Vegetarian Lasagna (Or Not)….
A new dish for the Italian Vegaterians out there! Well…that may be quite the oxymoron….my Carnivorous Part-Italian-Self can’t help but add chicken or fish to mine, BUT…in and of itself this is a Clean, Lean and Mean Vegetarian dish!
Vegetarian Lasagna (Or Not)
The Garden
Eggplant
Zucchini
Yellow Squash
Mushrooms
Spinach
Red Bell Pepper
Tomato (Puree)
Onion
Garlic
Basil (Fresh big leaves)
The Spice Rack
Oregano
Salt
Pepper
White Pepper
The Layers
The vegetables will act the part of lasagna noodles.
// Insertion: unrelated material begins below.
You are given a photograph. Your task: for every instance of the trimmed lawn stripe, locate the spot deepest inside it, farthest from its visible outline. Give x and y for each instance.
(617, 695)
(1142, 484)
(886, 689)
Slice the Eggplant, Zucchini and Yellow Squash all lengthwise approximately 1/8th of an inch thick. To add another dimension of flavor, season the slices with olive oil, coarse salt, pepper and grill.
While the veggie layers are grillin’, chop the onion, dice the garlic and saute them in olive oil. Once the onion and garlic begin to sweat and become translucent, add the tomato puree, oregano, coarse salt and white pepper.
The Layers
The base layer (and stabilizing part of layers) will be the Eggplant. Building up from there, layer the zucchini, yellow squash, spinach, mushrooms and a portion of the tomato puree mixture. Then repeat – Eggplant, zucchini, etc. The final (top) layer will be Eggplant.
The Heat
Pre-heat the oven to 375 degrees and baked for 45 min.
The Options
To turn this into a carnivorous dish, add grilled chicken or fish to the layer mixture.
And….If you’re of the dairy eating kind….dust in some Reggiano Parmesan between layers and on top.
Like any Italian dish, the leftovers only get better!! Mangia, Mangia!!